16 junho 2011

BloomsDay

None better than the French to fight prejudice, and Marilyn was a firebrand allright ;)



Non, «Ulysse» de Joyce n'est ni long ni ennuyeux!

Surfait, le Ulysse de James Joyce, que les fans du monde entier célèbrent ce 16 juin, alias «Bloomsday»? C'est ce qu'avance le journaliste et écrivain américain Ron Rosenbaum dans un article paru sur Slate où il s'amuse à dézinguer le classique du romancier irlandais. Prétentieux, fastidieux, interminable, raté, frimeur, Ulysse serait juste bon à jeter aux oubliettes de la littérature (à l'exception d'un seul chapitre, l'avant-dernier). Les arguments sont séduisants.

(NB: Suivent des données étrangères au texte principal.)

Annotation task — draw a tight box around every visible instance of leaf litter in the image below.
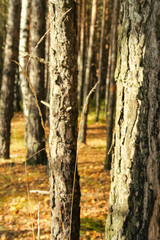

Le problème, c'est qu'on les voit revenir de manière épisodique depuis... 1922, la date de publication d'Ulysse.
Car c'est loin d'être la première fois que le roman suscite la controverse. Dès sa sortie, il acquiert une réputation sulfureuse: son prétendu caractère pornographique lui vaut l'interdiction aux États-Unis jusqu'en 1931, date jusqu'à laquelle c'est Hemingway qui se chargera de faire passer les volumes prohibés à ses compatriotes.
En plus de déplaire aux censeurs, Ulysse a très tôt divisé le milieu littéraire. A sa publication, Virginia Woolf, comme beaucoup d'autres, n'hésite pas à le qualifier de livre «prétentieux» et «vulgaire», tandis que l'écrivain H.G. Wells parle à son sujet d'«obsession du cloaque». Même un lecteur averti comme l'écrivain argentin Jorge Luis Borges mettait en garde, en 1925, contre l'opacité du texte, reconnaissant ne l'avoir «pratiqué que par fragments».
Depuis, les innombrables zélateurs d'Ulysse (citons Valéry Larbaud qui l'introduisit en France) l'ont emporté sur ses adversaires en l'imposant dans l'esprit du public comme une œuvre majeure du XXème siècle, au même titre qu'A la recherche du temps perdu ou du Voyage au bout de la nuit. Revers de la médaille: comme beaucoup de classiques, le roman de James Joyce est aujourd'hui tellement canonisé et figé dans son aura intimidante d'œuvre difficile, géniale et surtout très chiante, que presque personne ne s'aventure à le lire de A à Z.
Comme si sa sacralisation empêchait les néophytes de s'y attaquer, tout en permettant à ses lecteurs (réels ou fictifs) de faire les malins. La preuve: un exemplaire d'Ulysse négligemment posé sur un coin de votre bureau fera toujours son petit effet auprès de vos invités, même si vous n'avez pas dépassé la dixième page...
Pourtant, ce n'est un hasard si Ulysse a accédé au statut de chef-d'œuvre. C'en est un à plus d'un titre, mais un chef-d'œuvre vivant, contemporain, exigeant, auquel il faut se confronter en se débarrassant des idées reçues qui courent à son sujet. Petite revue des plus fréquentes.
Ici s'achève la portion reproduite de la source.